Gerbang TUTUWAWANG |
ILYEKI didiami oleh moyang pertama yang bernama SILLY, Moyang SILLY memiliki satu orang istri yang bernama TORMO, mereka mempunyai 6 orang anak laki-laki dan 1 orang anak perempuan (7 anak) nama mereka yaitu :
- SOSWARKI,
- NOPLELI,
- MOPLELI,
- SOMOILI,
- NAWORI,
- RESMARNI (LEI),
- SURNYATRI,
Untuk menentukan batas petuanan kampung, maka Moyang SILLY pada hari pertama berjalan menetapkan batas di sebelah Utara yaitu dari pesisir pantai ILYEKI ke arah dataran tinggi (gunung) yaitu antara Kampung ILYEKI dengan Analutur. Pada hari kedua Moyang SILLY melakukan hal yang sama di sebelah Selatan yaitu antara Kampung ILYEKI dengan Epelawas. Pada hari ketiga Moyang SILLY juga melakukan hal yang sama di sebelah Barat untuk mempertemukan ujung batas Utara dengan Selatan di atas gunung yang sudah berbatasan langsung dengan TEPA, dan di situlah Moyang SILLY menemukan 3 GUNUNG EMAS.

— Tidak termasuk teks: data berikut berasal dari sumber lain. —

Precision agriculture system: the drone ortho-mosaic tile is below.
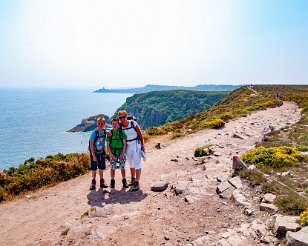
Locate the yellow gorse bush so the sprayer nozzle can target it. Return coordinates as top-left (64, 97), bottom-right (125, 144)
top-left (241, 146), bottom-right (304, 168)
top-left (296, 208), bottom-right (308, 226)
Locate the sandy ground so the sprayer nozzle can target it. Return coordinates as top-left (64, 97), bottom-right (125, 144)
top-left (0, 102), bottom-right (300, 245)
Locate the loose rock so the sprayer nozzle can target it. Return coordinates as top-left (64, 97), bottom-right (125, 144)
top-left (260, 203), bottom-right (278, 214)
top-left (216, 181), bottom-right (232, 194)
top-left (228, 176), bottom-right (242, 189)
top-left (275, 215), bottom-right (301, 237)
top-left (262, 193), bottom-right (276, 203)
top-left (151, 181), bottom-right (168, 191)
top-left (287, 226), bottom-right (308, 246)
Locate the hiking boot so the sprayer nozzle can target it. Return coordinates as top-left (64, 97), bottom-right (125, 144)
top-left (99, 179), bottom-right (108, 188)
top-left (90, 179), bottom-right (96, 190)
top-left (132, 181), bottom-right (140, 191)
top-left (122, 179), bottom-right (128, 188)
top-left (128, 177), bottom-right (136, 186)
top-left (110, 179), bottom-right (115, 188)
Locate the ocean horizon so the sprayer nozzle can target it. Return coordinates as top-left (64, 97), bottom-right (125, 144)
top-left (0, 88), bottom-right (132, 170)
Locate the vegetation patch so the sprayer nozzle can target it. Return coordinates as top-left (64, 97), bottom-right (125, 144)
top-left (239, 169), bottom-right (266, 185)
top-left (194, 145), bottom-right (214, 157)
top-left (200, 119), bottom-right (225, 129)
top-left (0, 153), bottom-right (89, 202)
top-left (297, 208), bottom-right (308, 226)
top-left (146, 86), bottom-right (282, 135)
top-left (171, 132), bottom-right (185, 139)
top-left (275, 193), bottom-right (308, 215)
top-left (241, 146), bottom-right (304, 169)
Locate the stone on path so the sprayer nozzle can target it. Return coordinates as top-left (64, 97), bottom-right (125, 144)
top-left (247, 165), bottom-right (257, 172)
top-left (262, 193), bottom-right (276, 203)
top-left (172, 181), bottom-right (190, 195)
top-left (151, 181), bottom-right (168, 191)
top-left (228, 176), bottom-right (242, 189)
top-left (185, 195), bottom-right (199, 204)
top-left (275, 215), bottom-right (301, 237)
top-left (287, 226), bottom-right (308, 246)
top-left (260, 202), bottom-right (278, 214)
top-left (216, 181), bottom-right (232, 194)
top-left (232, 190), bottom-right (251, 207)
top-left (219, 186), bottom-right (235, 199)
top-left (89, 204), bottom-right (113, 218)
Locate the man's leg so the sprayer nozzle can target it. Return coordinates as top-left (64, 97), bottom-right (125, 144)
top-left (97, 154), bottom-right (108, 188)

Selanjutnya Moyang SILLY membuat tugu dan menanam pohon mangga sebagai tanda bukti/pengenal dikemudian hari bagi anak-cucu, dan sampai sekarang tugu dan pohon mangga tersebut masih ada dan bisa ditemui di GUNUNG EMAS. Guna mematenkan penemuannya maka Moyang SILLY mengganti namanya menjadi MASILLY (diperkirakan hal ini dimaksudkan agar nantinya anak-cucu akan mengingat MASILLY sebagai pemilik dan penemu gunung emas tersebut).
Perpisahan-I.
Perahu Batu (PAMARU) di SANGLIATDOL |
Suatu ketika, keenam orang Moyang laki-laki pergi ke laut untuk mencari ikan namun tidak mendapat ikan dan hanya mendapatkan seekor MOREA (belut), kemudian mereka kembali ke rumah dan menyuruh Moyang SURNYATRI untuk memasak morea tersebut dengan cara dibagi 7 potong (untuk 7 orang) sebagai menu makan malam mereka. Setelah itu mereka berenam ke hutan untuk memotong bambu untuk membuat bubu.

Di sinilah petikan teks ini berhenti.